Как ярко, горячо входил в литературу Иван Драч! Сколько было тогда надежд у него самого, у его сверстников, у этого поколения оттепели. Он успел написать несколько замечательных стихотворений и создать вместе с Л. Осыкой киношедевр «Каменный крест». Потом оттепель кончилась. В конце 60-ых было криминалом позвонить Драчу домой: КГБ прослушивал его телефон. Ныне Драч создаёт какие-то литературные монументы. Он получил Премию, но потерял читателей. Я позволю себе коснуться очень деликатной темы – темы верности. Когда-то Иван Светличный и Иван Драч были друзьями и со- подвижниками. Уже долгие годы Светличный в заключении. Ладно, ты, оставшийся по эту сторону проволоки, испугался – это можно понять ты не пишешь своим друзьям писем в лагерь, не посылаешь им посылок, но зачем же, зачем ты славословишь палачей, да к тому же не абстрактных палачей, а живущих рядом с тобой в одном городе! О, как просто быть гуманистом в стихах о далёкой войне, и как нелегко достойно жить в наше мирное безоблачное время. Накануне моего отъезда я случайно увидел Драча в подземном переходе. В искусственном освещении перехода он куда-то нёс своё лицо, похожее на восковую маску, на посмертный слепок, и теперь мне кажется, что мы встретились не под шумным Крещатиком, а где-то в отсыревшем, промозглом склепе или в страшном сне про ночь, проведённую на кладбище среди разрытых могил.
Дорогая, закладка, которую ты вышила украинским узором, когда тебя бросили в лагерный карцер, и которую ты после подарила мне, – в моей записной книжке. Я хочу, чтобы имя твоё переплелось украинским узором с моими строчками. Я хочу, чтобы все мои слова откликались на твоё имя.
Я стоял в «Кулинарии» на Крещатике в очереди за чашкой кофе. Черный, весь в кудряшках, кофе струёй лился из медного бачка. Внезапно, поверх моей головы кто-то хрипло обратился к продавщице: «Мама, почём какао?» Потрёпанный, небритый мужчина моего возраста вопросительно смотрел на продавщицу.

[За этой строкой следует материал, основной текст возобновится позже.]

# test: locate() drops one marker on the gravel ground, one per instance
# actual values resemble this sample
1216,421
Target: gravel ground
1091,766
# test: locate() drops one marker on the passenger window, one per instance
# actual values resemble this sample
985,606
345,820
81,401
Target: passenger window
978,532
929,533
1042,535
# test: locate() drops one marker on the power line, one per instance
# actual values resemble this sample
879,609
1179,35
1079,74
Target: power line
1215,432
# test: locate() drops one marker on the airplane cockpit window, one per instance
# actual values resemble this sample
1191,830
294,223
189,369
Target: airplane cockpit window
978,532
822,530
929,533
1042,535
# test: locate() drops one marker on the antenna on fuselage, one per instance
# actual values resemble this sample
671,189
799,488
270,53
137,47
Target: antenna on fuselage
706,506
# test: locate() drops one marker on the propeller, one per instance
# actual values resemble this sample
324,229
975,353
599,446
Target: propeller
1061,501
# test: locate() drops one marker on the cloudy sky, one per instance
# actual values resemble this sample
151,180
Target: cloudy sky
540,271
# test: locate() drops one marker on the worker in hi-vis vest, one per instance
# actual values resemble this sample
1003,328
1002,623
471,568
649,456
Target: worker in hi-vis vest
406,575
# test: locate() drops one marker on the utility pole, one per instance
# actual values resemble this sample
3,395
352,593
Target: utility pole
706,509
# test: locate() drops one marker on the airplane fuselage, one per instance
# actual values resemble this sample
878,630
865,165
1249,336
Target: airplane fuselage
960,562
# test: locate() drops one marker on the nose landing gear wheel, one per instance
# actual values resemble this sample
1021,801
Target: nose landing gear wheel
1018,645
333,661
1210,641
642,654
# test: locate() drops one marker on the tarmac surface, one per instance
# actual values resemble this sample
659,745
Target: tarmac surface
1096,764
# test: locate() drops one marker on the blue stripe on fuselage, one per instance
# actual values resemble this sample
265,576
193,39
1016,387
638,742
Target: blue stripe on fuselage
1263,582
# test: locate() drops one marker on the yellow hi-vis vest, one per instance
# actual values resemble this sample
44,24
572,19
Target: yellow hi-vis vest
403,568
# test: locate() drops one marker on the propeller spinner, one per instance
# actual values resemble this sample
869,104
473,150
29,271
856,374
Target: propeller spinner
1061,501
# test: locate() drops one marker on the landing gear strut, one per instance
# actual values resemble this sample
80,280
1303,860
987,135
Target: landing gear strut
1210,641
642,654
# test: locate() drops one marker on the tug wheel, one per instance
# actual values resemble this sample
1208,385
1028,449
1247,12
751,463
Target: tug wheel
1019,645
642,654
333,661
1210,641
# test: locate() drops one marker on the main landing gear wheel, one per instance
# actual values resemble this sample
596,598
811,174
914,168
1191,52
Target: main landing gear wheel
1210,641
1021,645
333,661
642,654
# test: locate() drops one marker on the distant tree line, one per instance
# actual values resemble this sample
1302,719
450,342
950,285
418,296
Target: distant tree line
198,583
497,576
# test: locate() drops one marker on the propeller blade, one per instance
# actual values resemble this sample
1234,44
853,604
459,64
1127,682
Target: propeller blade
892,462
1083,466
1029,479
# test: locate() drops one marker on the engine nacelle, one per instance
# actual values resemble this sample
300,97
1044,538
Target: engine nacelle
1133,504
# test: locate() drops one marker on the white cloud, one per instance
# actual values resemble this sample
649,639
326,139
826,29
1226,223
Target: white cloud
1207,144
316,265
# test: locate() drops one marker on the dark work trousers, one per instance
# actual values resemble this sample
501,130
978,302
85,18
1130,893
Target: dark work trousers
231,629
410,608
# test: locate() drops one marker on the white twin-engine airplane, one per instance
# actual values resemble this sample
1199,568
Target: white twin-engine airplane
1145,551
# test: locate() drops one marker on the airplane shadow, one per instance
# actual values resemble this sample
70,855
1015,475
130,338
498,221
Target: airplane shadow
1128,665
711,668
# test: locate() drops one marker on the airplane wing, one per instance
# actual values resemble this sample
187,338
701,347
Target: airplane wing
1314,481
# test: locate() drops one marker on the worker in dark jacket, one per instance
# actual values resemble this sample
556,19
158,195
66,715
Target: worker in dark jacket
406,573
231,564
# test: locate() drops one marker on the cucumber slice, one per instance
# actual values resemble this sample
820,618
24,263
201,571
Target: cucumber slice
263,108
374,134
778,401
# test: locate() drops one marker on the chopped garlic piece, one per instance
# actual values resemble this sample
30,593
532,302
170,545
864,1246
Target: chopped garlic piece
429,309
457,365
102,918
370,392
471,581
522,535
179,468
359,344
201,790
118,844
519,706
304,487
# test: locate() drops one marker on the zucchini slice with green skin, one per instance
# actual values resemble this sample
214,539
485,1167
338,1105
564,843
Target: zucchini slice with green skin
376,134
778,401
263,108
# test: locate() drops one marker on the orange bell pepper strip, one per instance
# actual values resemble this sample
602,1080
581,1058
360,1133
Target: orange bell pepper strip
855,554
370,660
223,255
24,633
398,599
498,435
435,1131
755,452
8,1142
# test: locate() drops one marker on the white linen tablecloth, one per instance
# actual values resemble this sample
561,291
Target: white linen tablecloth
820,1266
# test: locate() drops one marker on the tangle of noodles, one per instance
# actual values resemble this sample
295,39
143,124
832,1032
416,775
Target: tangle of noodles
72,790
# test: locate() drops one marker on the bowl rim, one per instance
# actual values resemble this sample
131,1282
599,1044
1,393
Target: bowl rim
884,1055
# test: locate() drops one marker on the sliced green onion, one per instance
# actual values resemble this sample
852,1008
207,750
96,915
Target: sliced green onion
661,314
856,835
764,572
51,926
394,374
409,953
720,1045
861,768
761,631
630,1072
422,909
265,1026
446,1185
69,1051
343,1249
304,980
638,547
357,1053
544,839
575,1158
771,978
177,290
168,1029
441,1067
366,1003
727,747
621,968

Было время, когда мой одноклассник, щуплый, в синих с начёсом, поношенных шароварах мальчик по фамилии Прокофьев, пахнущий запахом своей квартиры, запахом бедности, не мог оторвать взгляда от гастрономической витрины, где красовались коробочки какао «Золотой ярлык» и «Наша марка». Его сосед по парте Андрюшка на большой перемене извлекал из шуршащей глянцевой бумаги бутерброд с шоколадным творогом. Каждое утро Андрюшкина мать смешивала творог с какао и сахарной пудрой и готовила сыну бутерброд. Но это еще можно было пережить. После уроков мальчики допоздна играли в футбол. И когда Андрюшка возвращался, пошатываясь от усталости и голода, домой, отец бил его ремнём. А Прокофьева не били, его задержек даже не замечали. Вот чего пережить было никак нельзя. Однажды Прокофьев сбежал из дому. Мне позвонила наша учительница и спросила, где может прятаться Прокофьев. Почему-то тогда ходили слухи, что маленькие беглецы ночуют в танке. Танк стоял неподалёку от вокзала, на постаменте. Молодой танкист, погибший в конце войны где-то в далёкой Германии, первым ворвался на нем в наш город, уже покинутый немцами. Я представляю, как лязгающей волной катился танк по узким безлюдным улицам города, ожидая нападения из-за каждого угла, из каждой подворотни, но никто не нападал, и от этого танк просто заходился в собственном рёве. Чушь собачья, никто в этом танке, конечно, не прятался и не ночевал. В каком-то сумрачном проходном дворе я столкнулся нос к носу с Прокофьевым и вместо того, чтобы поговорить с ним, привести к себе домой и накормить, стал гоняться за ним по лестничным маршам и ухающим под ногами тесным деревянным балконам, опоясывавшим двор по периметру. Я пытался поймать Прокофьева, испытывая при этом чувство гордости за свои решительные и благородные действия, чуть ли не с восторгом исполняя свой моральный долг. Бог ты мой, каким, наверное, глухим, чёрствым я был в отрочестве! Конечно же, Прокофьев удрал, мелькнув напоследок своими сдутыми шароварами. И конечно же, это не он хрипло спросил продавщицу: «Мама, почём какао?»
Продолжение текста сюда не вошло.